Menurut beberapa penelitian, pemahaman gender secara proporsional memang sudah berkembang pesat di kalangan mahasiswa di perguruan tinggi. Meskipun masih ada padangan serta pemahaman lain tentang gender di kalangan mereka. Hal ini terbukti masih ada sebagian lain mahasiswa yang mengartikan sensitive gender sebagai kepekaan, keberpihakan dan kepedulian terhadap kesetaraan gender. Sementara yang lainnya memahami gender dengan perbedaan perlakuan dan ketidakdilan gender. 
Pemahaman istilah gender sama dengan jenis kelamin atau seks masih ada, namun relatif sedikit di kalangan mahasiswa. Melihat kenyataan ini, jelaslah bahwa Perguruan Tinggi yang didominasi oleh kalangan mahasiswa ataupun mahasiswi sudah berkembang suatu pemahaman gender yang proporsional, yakni pola relasi secara sosial antara laki-laki dan perempuan dalam kehidupan serta pergaulan. Hal ini menjadi modal utama bagi perguruan tinggi serta mahasiswa untuk menumbuh-kembangkan wacana gender dalam kehidupan sehingga mampu memberikan suatu pemahaman yang proporsional ke tengah-tengah kehidupan masyarakat.

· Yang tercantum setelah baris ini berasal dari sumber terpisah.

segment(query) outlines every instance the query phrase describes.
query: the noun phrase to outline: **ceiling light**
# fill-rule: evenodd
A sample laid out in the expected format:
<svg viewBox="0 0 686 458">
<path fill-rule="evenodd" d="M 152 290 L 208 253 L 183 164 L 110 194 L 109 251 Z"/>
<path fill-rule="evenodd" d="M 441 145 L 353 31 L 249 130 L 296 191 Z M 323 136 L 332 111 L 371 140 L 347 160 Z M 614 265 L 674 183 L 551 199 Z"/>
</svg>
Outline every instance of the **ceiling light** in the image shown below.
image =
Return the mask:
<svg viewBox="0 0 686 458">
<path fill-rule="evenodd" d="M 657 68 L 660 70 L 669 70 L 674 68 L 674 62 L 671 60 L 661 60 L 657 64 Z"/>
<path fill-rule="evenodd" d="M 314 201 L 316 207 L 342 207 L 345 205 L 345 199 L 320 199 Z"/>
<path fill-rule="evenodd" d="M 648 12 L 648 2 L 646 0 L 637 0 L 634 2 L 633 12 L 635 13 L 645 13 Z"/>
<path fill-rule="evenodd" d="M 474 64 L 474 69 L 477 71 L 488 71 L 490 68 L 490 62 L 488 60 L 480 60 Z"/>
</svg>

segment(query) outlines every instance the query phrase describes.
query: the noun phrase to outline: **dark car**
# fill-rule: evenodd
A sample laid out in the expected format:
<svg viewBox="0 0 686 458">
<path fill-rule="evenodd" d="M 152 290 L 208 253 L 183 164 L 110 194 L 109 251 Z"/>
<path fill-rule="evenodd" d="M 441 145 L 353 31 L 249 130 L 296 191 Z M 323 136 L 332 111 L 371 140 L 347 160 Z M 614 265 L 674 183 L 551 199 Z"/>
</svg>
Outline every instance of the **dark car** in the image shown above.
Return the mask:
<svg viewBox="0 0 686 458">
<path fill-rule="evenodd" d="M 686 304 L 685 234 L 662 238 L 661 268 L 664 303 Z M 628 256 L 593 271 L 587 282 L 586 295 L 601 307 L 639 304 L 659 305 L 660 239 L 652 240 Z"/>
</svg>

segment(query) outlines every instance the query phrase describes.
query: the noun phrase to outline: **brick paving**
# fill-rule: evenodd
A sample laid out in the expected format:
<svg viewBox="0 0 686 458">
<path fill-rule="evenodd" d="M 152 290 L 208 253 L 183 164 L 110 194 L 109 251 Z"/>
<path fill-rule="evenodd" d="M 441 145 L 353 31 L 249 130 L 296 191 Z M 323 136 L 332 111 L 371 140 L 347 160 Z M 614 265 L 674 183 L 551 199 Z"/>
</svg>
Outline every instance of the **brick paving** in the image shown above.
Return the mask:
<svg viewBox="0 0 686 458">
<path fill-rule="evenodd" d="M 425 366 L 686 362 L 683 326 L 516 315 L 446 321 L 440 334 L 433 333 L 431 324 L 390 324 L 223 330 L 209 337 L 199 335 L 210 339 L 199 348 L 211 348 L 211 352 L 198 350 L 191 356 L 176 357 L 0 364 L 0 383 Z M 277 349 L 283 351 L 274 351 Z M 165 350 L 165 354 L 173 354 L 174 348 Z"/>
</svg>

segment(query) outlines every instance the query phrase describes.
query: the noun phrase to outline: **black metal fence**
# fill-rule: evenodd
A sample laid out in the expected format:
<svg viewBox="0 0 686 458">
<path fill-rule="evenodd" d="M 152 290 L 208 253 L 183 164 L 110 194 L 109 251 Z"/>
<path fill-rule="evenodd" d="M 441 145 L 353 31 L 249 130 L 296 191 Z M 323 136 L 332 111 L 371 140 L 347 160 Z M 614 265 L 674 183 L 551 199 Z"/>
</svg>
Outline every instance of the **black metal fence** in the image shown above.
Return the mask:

Wacana ini menjadi penting karena pola relasi atau status sosial laki-laki dan perempuan masih terbelenggu di tengah-tengah kehidupan masyarakat. Adapun faktor penyebabnya ialah kurangnya upaya orang-orang yang memiliki kesadaran gender dalam mentransformasikan pemahaman gender kepada masyarakat. Jika pun ada, tetapi hanya terbatas pada kalangan tertentu, misalnya hanya kepada masyarakat yang telah rasional saja. Sedangkan masyarakat awam tidak tersentuh oleh pemahaman akan gender membuat budaya serta pemikiran yang bias gender terus berkembang di pikiran masyarakat. Oleh karenanya, perguruan tinggi yang merupakan lumbung ilmu pengetahuan dan pabrik pencetak kaum intelektual harus mampu menjadi aktor utama dalam memberikan sekaligus merubah pola pikir masyarakat yang masih awam dengan isu kesetaraan gender tersebut. Dengan begitu, mahasiswa yang digadang-gadang sebagai agen perubahan sosial benar-benar memiliki peran di tengah-tengah masyarakat, bukan saja untuk menyuarakan aspirasi kepada pemerintah dalam hal kebijakan-kebijakan yang anomali, tetapi juga dalam upaya mencerdaskan kehidupan masyarakat di tengah-tengah zaman yang telah terlanjur mendamba rasionalitas ini atau yang sering kita sebut sebagai zaman modern.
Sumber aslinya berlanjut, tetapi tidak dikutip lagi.